1/?

15 1 10
                                    


Sorgu odasına girdiğimde karşımda kendisine yeni atanıldığım müvekkilim duruyordu.

"Sen ne yaptığının farkında mısın?" Konuşmadan sadece suratıma bakıyordu.

"Müvekkilimle yalnız kalmak istiyorum." Kafa sallayan polis, yardımcılarıyla çıkmadan önce konuştu.

"Sadece 20 dakika."

"Lütfen bana işimi anlatmayın. Çıkın." Adamlar çıktığında karşısına oturdum. Masanın üzerinden kelepçesiz olan elini uzattı.

"Memnun oldum Umut ben."

"Güzel, demek aklın da yerindeydi. Adını nasıl temizleyeceğim ben şimdi?" Dediğimde omuz silkti.

"Gerçekten pek kafaya taktığım söylenemez, adım ne demiştiniz?"

"Serel Kahraman. Anlat şimdi, zamanımız az." Dediğimde iç çekip konuşmaya başladı.

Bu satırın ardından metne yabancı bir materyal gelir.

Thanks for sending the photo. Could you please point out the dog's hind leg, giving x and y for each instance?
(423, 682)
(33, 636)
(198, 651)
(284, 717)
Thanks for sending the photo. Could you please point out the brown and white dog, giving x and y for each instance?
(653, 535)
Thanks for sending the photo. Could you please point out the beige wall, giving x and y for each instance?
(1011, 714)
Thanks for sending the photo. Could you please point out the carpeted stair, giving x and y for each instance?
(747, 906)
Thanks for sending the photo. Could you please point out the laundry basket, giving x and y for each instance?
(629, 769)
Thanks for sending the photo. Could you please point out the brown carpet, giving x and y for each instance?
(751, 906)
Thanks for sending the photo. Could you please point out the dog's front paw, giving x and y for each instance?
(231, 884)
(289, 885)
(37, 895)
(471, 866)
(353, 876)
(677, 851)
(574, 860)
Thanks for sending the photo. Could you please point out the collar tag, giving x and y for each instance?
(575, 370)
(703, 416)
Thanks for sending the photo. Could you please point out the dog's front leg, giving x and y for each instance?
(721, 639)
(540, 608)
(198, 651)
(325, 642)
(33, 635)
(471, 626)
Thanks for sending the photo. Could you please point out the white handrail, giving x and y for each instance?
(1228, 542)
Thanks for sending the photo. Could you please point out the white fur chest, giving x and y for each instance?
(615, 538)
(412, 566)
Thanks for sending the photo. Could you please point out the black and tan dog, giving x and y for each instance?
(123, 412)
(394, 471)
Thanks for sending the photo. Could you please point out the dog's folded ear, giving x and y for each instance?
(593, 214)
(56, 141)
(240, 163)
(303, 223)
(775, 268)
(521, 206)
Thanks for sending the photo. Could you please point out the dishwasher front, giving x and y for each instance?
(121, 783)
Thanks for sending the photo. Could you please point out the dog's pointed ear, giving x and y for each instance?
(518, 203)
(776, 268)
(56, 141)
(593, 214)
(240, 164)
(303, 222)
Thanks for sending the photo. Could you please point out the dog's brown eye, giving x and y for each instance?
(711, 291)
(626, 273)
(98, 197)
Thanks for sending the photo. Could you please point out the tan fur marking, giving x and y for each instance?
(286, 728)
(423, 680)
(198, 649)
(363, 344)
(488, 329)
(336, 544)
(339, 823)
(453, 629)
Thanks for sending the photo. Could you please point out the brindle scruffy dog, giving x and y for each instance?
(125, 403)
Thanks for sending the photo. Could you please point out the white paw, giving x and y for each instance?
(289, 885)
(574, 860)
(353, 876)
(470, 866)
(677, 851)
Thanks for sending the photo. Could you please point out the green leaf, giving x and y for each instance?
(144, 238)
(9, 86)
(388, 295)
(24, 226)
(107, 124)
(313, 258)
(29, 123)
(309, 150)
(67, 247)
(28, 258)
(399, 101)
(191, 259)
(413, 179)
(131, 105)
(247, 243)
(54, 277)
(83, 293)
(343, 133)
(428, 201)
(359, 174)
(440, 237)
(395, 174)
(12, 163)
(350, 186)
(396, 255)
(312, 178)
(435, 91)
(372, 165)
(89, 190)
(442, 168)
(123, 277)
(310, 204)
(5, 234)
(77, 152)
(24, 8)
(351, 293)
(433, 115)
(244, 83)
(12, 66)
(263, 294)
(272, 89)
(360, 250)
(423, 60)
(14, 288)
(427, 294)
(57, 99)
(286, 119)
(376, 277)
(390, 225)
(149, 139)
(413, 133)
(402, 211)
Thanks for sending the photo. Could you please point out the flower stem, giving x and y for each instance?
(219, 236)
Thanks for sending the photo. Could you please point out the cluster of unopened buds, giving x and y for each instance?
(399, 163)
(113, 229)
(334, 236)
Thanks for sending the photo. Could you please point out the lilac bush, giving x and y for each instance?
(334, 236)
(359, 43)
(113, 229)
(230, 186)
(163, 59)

"Kadını dövüyordu, bende adamı uyardım."

"'Kadını bırakmazsan elini götüne sokarım' diye mi Umut bey?" İşaret parmağını kaldırıp gülümsedi.

"Aynen o şekil. Sonra da bırakmadı kadını, bende dövdüm. Yalnız eli götüne gir-"

"İğrençleşmeyelim lütfen. Bakın, bana göre her yönden tartışmasız bir şekilde haklısınız. Ama olayları kaydeden kamera yok, kadın da adamın eşi. Dolayısıyla, sizin durduk yerde adamı dövdüğünüzü, kendisinin de anlamadığını söylüyor."

"Tuzak."

"TABİİ Kİ TUZAK! ADAM SENİN DAHA ÖNCE KAVGA EDİP, ÜSTÜNE DAVA EDİP TAZMİNAT ALDIĞIN ADAM. BUNU YEDİĞİNE İNANAMIYORUM!"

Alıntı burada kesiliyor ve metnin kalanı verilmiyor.